The girl I am in luv with has a bf. She has issues with him and rums to me for answers. We cuddle on my couch and everything....So am I just the friend or what?
You are in a bad position is what you are. Even if she does think of you as a relationship possible, she is tainting it by making you "the other guy" in this situation. More than likely she is using you to make herself feel like she is either in the right, or supported in her opinions and decisions (depending on the situation). With you she probably feels like she has comfort support, somebody who makes her feel perfect and that they will do anything for her. That may mean you are doomed to be the guy she runs to every time, but nothing ever happens with.
It is really difficult for somebody not knowing all the details of the situation to tell you what the answer is, the only thing I can say for sure is that if she has a bf and they are not in an open relationship he would not be ok with her running to and cuddling on the couch with another guy. It is probably something you should avoid. Let her relationship play out the way its going to, be ther for her if you need to be, just draw a line at friendship, maybe tell her if she wants more from you that you are open to it, but not while she is in a committed relationship with somebody else. If you are going to date her you want it to be all of her not just whatever part of her is not consumed with her other boyfriend.
From the info given, you are a friend. I wouldn't say that she loves you. If it starts to get more intimate I would say that she is digging you more. She is into you if she kisses you. Just be honest with her. Tell her that you see that way her bf treats her and you don't think it's ok. Tell her how you feel.
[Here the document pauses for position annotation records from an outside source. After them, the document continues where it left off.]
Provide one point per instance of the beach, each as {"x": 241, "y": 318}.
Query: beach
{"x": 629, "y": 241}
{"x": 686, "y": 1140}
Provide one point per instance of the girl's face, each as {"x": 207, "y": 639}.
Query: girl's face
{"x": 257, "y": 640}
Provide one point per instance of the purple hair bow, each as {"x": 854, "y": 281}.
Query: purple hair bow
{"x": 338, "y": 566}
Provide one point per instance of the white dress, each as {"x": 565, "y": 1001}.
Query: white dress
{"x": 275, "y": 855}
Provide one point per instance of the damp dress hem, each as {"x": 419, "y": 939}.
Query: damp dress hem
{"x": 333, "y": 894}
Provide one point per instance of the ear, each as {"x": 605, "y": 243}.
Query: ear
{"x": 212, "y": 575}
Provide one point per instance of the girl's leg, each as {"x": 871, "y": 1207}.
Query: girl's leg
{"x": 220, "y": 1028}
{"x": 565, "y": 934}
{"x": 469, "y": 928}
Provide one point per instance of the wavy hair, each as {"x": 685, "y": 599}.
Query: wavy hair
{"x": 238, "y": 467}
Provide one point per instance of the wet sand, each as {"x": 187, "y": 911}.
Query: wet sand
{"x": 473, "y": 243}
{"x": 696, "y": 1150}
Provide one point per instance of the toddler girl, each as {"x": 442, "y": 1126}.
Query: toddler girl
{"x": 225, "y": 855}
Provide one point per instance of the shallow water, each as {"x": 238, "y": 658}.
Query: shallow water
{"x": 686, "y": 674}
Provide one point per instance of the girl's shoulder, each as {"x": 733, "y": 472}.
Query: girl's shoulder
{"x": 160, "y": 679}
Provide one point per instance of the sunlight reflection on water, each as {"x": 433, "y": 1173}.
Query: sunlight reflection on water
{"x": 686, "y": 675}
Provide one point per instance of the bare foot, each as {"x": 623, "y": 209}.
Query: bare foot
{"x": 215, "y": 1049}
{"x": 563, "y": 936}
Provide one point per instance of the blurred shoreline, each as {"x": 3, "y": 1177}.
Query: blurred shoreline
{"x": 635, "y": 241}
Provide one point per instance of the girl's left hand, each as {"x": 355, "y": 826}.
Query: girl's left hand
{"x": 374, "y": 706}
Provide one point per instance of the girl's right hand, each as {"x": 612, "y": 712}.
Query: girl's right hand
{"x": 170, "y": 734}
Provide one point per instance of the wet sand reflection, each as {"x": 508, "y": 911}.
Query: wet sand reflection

I've been that girl in the past, more than once. I'm not her but I was using these men to satisfy emotional needs that I was lacking in my relationship. I wasn't truly interested in these men deep down and it was nothing but lust because they gave me what I wanted. Very superficial.
In both cases I had escalated the situation to the point where it seemed I was going to stay with this other person, but ultimately I dropped them like a box of rocks. I'd say the odds are this is a similar situation.
And man, this really makes me seem like a manipulative cunt. Trust me, it was all a heat of the moment type of thing and I hadn't intended on being so cruel in either situation.
Hmmm, seems like she has the relationship with the other guy but she is also getting the emotional side she craves from you.
I know I found it extremely hard to be in your position. Sounds like she needs to ditch this other guy cause he clearly isn't satisfying her in every way.
I guess the only things you can do is either tell her how you feel and risk her running if that freaks her. Or, just be there for her and then approach her about your feelings if they break up in time.
But I know exactly how you're feeling and it's not nice being in that situation!